M. Dessein, député, qui a promis sa présence, a annoncé aussi qu'il ne serait libre que jusqu'à 13 heures. La municipalité, pour lui être agréable, a réglé son programme de façon à ce que tout se passe dans la matinée. On commence la cérémonie par l'inauguration, à l'école des garçons, d'une plaque commémorativeen l'honneur de M. Aimé Petit, instituteur, la première victime de la guerre à Rolampont.
A 9 h 30, le prêtre, vêtu du surplis et de l'étole, s'avance sur la place et en présence des parents et amis des chers disparus, bénit solennellement le monument, puis revient suivi d'un nombreux cortège à l'église, où doit se célébrer le service religieux demandé par les parents et la municipalité.
Le décor intérieur de l'église, qu'il est inutile de décrire, l'assistance énorme, en tête de laquelle on remarque les parents des héros du jour, puis la municipalité, le député, le conseiller général, le conseiller d'arrondissement, les anciens combattants, les vétérans avec leurs drapeaux, la Fanfare Rolampontoise, les chants exécutés avec art et ensemble parfait par les demoiselles du Patronage, l'allocution de M. le Curé sur ces paroles du Maître divin : "Aimez-vous les uns les autres", tout contribua à donner à ce service religieux un caractère de recueillement et de majesté qui fit une profonde impression sur tous les assistants. Oh ! que la France est belle quand elle est ainsi unie !
10 h 30. C'est l'heure de l'inauguration officielle. Le service religieux vient de s'achever par une absoute solennelle ; la foule s'écoule lentement et bientôt, aux accents entraînants d'une marche jouée par la Fanfare, se dirige vers la place où doit se dérouler le quatrième acte de la cérémonie.

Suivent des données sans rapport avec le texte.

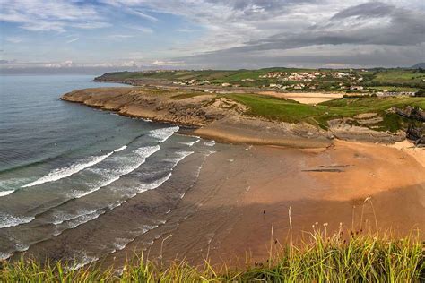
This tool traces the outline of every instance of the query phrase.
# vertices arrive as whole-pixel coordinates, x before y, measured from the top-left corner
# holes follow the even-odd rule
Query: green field
[[[282,77],[261,77],[273,72],[282,72],[287,75]],[[283,80],[291,73],[315,73],[325,74],[325,77],[317,76],[313,81]],[[351,75],[337,77],[338,73]],[[212,85],[230,83],[233,86],[242,87],[269,87],[270,84],[287,86],[288,90],[294,90],[295,84],[303,83],[302,89],[296,91],[315,90],[315,91],[350,91],[351,86],[368,87],[363,92],[379,90],[391,91],[417,91],[425,89],[425,71],[411,69],[369,69],[369,70],[331,70],[331,69],[294,69],[294,68],[265,68],[258,70],[176,70],[176,71],[145,71],[145,72],[117,72],[108,73],[99,77],[102,80],[126,81],[137,80],[165,80],[169,81],[184,82],[195,80],[196,84],[208,81]],[[250,79],[253,81],[245,81]],[[357,79],[360,79],[358,81]],[[192,84],[191,84],[192,85]]]
[[[352,117],[362,113],[377,113],[384,118],[375,130],[395,132],[407,126],[408,120],[386,110],[393,107],[412,106],[425,109],[425,98],[343,98],[317,104],[301,104],[291,99],[265,97],[255,94],[226,95],[248,107],[248,115],[270,120],[289,123],[306,122],[327,128],[327,121],[342,117]]]
[[[348,232],[347,232],[348,233]],[[311,235],[299,246],[270,247],[264,263],[230,269],[186,262],[169,265],[127,262],[122,272],[96,265],[73,269],[71,262],[24,260],[3,262],[1,282],[423,282],[423,244],[413,236],[401,240],[373,236]],[[345,233],[343,233],[345,234]],[[343,235],[343,234],[341,234]],[[273,255],[272,255],[272,253]],[[70,268],[71,267],[71,268]]]

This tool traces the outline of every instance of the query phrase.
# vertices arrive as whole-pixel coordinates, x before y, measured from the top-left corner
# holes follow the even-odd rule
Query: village
[[[368,72],[362,70],[362,72]],[[245,78],[239,81],[233,82],[217,82],[209,80],[184,80],[181,81],[173,81],[175,85],[180,86],[204,86],[204,85],[220,85],[223,88],[239,88],[249,86],[256,81],[257,82],[270,81],[268,84],[259,84],[259,88],[273,89],[277,91],[319,91],[321,84],[328,81],[336,81],[334,85],[330,85],[329,89],[333,91],[342,91],[353,93],[357,95],[373,93],[378,97],[389,96],[414,96],[414,91],[388,91],[377,90],[368,89],[361,85],[363,77],[358,73],[352,72],[269,72],[265,74],[258,75],[258,79]]]

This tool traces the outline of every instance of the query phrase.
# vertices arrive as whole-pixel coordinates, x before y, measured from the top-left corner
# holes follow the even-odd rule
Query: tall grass
[[[355,235],[340,230],[325,236],[317,227],[311,241],[276,251],[265,263],[244,269],[201,267],[186,261],[168,265],[133,259],[117,270],[99,266],[70,268],[70,262],[39,264],[22,258],[4,262],[2,282],[423,282],[425,250],[417,236],[392,240],[384,236]]]

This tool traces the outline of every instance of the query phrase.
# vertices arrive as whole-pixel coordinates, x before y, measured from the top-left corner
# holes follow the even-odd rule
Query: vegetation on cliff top
[[[403,108],[406,106],[425,109],[425,98],[414,97],[342,98],[316,106],[264,95],[230,94],[226,97],[248,107],[248,115],[289,123],[306,122],[322,128],[327,128],[327,121],[332,119],[377,113],[383,121],[374,124],[374,130],[396,132],[406,128],[412,121],[389,109],[395,107]]]
[[[316,78],[304,80],[291,73],[315,73]],[[343,75],[337,75],[338,73]],[[283,73],[286,73],[283,74]],[[325,76],[323,76],[325,74]],[[229,83],[243,87],[269,87],[273,84],[286,86],[285,90],[297,91],[351,91],[351,86],[363,86],[362,91],[393,90],[417,91],[425,89],[425,71],[422,69],[297,69],[297,68],[265,68],[258,70],[175,70],[175,71],[145,71],[145,72],[116,72],[105,73],[96,80],[136,82],[137,80],[165,80],[182,82],[195,80],[203,84],[221,85]],[[196,84],[195,83],[195,84]],[[302,86],[300,86],[302,84]],[[192,85],[192,84],[190,84]],[[299,88],[291,89],[298,85]],[[356,91],[356,90],[355,90]]]
[[[73,268],[69,262],[39,264],[31,260],[4,262],[2,282],[421,282],[425,280],[425,252],[414,236],[400,240],[373,236],[325,236],[311,234],[299,247],[273,247],[264,263],[245,269],[213,267],[205,261],[194,267],[186,262],[146,262],[140,258],[124,269],[95,264]],[[274,249],[277,249],[276,251]],[[74,265],[75,267],[75,265]]]

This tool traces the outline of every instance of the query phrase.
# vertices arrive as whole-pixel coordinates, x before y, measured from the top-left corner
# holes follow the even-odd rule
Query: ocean
[[[169,213],[186,184],[195,181],[202,160],[214,152],[213,142],[178,134],[177,125],[59,99],[74,90],[123,86],[92,79],[0,77],[0,258],[37,251],[41,243],[60,245],[56,258],[81,265],[115,253],[158,227],[152,223],[162,223],[152,218]],[[187,182],[173,185],[173,170],[188,156],[194,162]],[[129,200],[165,185],[167,195],[155,204],[162,209],[149,220],[112,217]],[[82,238],[74,246],[66,241],[74,229],[82,237],[90,233],[90,241]]]

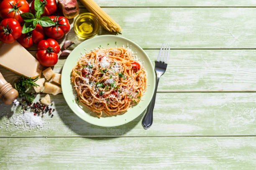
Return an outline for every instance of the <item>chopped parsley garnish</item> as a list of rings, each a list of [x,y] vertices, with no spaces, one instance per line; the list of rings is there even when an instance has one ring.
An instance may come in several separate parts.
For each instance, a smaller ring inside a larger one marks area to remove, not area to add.
[[[100,70],[100,72],[101,72],[101,73],[102,73],[102,74],[105,74],[105,73],[107,72],[107,71],[108,71],[108,69],[107,69],[106,68],[105,68],[105,69],[103,70]]]
[[[111,87],[111,88],[112,88],[113,87],[114,87],[114,88],[116,88],[116,85],[115,83],[115,80],[114,81],[114,82],[111,83],[111,84],[110,85],[110,87]]]
[[[100,91],[100,96],[102,96],[102,95],[103,95],[103,91]]]
[[[123,78],[123,72],[121,72],[120,73],[118,74],[120,78]]]
[[[97,82],[96,83],[96,88],[104,88],[105,87],[103,83],[101,83],[100,82]]]
[[[119,76],[119,77],[120,78],[123,78],[123,80],[125,80],[126,79],[125,77],[124,76],[124,75],[123,75],[123,72],[121,72],[120,73],[118,73],[118,75]]]
[[[106,87],[106,88],[105,89],[105,90],[106,90],[108,89],[109,86],[108,86],[108,85],[107,85],[107,87]]]

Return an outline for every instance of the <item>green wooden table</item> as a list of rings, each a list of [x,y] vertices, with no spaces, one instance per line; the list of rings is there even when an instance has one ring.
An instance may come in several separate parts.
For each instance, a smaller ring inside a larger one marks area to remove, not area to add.
[[[1,102],[0,169],[255,169],[256,1],[95,1],[152,63],[162,43],[171,45],[152,126],[143,129],[143,114],[118,127],[91,125],[59,94],[51,95],[56,111],[43,130],[6,128],[16,111]],[[82,41],[72,28],[65,39]],[[0,72],[11,83],[18,77]]]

De nombreux discours furent prononcés : le premier par M. Renard, adjoint ; le dernier par M. Dessein, député. Il serait trop long d'essayer de les analyser ; tous furent beaux, vibrants d'éloquence et d'appels au patriotisme ou à l'union. Mais rien n'émut la foule autant que cet appel long et tragique des 52 héros, fait par le lieutenant Brosser, à qui comme un écho lointain une personne du milieu de la foule répondait : "Mort pour la France ! " L'ode de V. Hugo "Aux Morts glorieux" fut parfaitement interprétée par les enfants des écoles, sous l'habile direction de leur maître, M. Prodhon, et écoutée avec un religieux respect par toute l'assemblée.
11 h 30 viennent de sonner. Les derniers discours, les derniers chants sont achevés, la musique entonne un air connu : "la Madelon", c'est la dispersion. Pendant que la foule se retire, emmenant chez elle ses nombreux invités venus quelques-uns de bien loin, un vin d'honneur est servi à l'hôtel Briot aux parents, aux autorités, aux vétérans, aux anciens combattants et à la musique.
A 12 h 15, les drapeaux sont reconduits solennellement à la mairie ; une dernière présentation d'armes et la fête est finie. Point de banquet, point de bal, comme cela a lieu dans beaucoup de localités. Le public, de bon aloi pour la circonstance, respectera le grand deuil des trop nombreuses familles du village ; et tout le reste de la journée se passera en pieux pélerinages au monument public, au monument de l'église et aux tombes des militaires ramenés récemment du Front.
Belle journée à inscrire au livre de l'histoire du pays, et qui fera honneur à la population de Rolampont ! "
E.G., bulletin paroissial de Rolampont, Lannes & Chanoy, novembre 1921.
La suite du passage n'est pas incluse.